The security week that was: 07/10/09

A weekly surveillance of the news shaping your profession

Video standards got a huge promotional push this week when IMS Research released info on what percentage of the CCTV and IP video business is done by companies involved in either the PSIA or ONVIF standards groups. According to Alastair Hayfield, the IMS researcher who crunched the numbers, some 66 percent of all the revenues coming to IP video companies are coming to companies involved in either PSIA or ONVIF, or both standards bodies. ONVIF members, by far, has the larger percentage of IP video revenues, which Hayfield credits to the fact that ONVIF was established by three of the industry's biggest names in video surveillance: Axis, Bosch and Sony.

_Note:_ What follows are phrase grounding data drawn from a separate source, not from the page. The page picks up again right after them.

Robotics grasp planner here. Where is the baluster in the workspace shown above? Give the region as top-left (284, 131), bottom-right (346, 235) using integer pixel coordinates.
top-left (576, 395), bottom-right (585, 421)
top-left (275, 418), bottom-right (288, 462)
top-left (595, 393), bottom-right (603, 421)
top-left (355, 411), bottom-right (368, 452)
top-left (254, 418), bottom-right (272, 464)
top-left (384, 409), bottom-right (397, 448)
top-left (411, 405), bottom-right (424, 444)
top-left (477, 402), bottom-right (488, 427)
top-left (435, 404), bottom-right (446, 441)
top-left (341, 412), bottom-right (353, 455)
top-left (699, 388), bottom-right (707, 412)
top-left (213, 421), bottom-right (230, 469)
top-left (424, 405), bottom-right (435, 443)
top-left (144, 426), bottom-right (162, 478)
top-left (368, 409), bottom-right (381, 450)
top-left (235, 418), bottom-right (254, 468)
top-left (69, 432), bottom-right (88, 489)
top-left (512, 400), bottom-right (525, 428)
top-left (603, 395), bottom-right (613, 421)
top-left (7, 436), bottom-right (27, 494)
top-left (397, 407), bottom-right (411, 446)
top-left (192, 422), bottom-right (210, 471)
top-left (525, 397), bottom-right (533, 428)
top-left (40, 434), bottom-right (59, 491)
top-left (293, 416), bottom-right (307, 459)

But it's not truly competition between ONVIF and PSIA, he says, adding that the standards wouldn't be mutually exclusive.

In other news
Cyber attack on U.S. and South Korea, GAO gets bombs into federal buildings, more

Panasonic Corporation of North America's COO Joseph Taylor has stepped in as the head of Panasonic System Solutions Company, following the resignation of J.M. Allain. … CNL, makers of the IP video and systems integration platform IPSecurityCenter, announced intentions to establish a North American facility as it simultaneously announced key personnel appointments to grow its North American operations. … The GAO released a report detailing lax security from the Federal Protective Service that allowed them to smuggle bomb-making components into federal buildings and subsequently build makeshift bombs inside the facilities. … The U.S. government and South Korea are investigating hacker attacks on computer networks that they believe may have come from North Korea.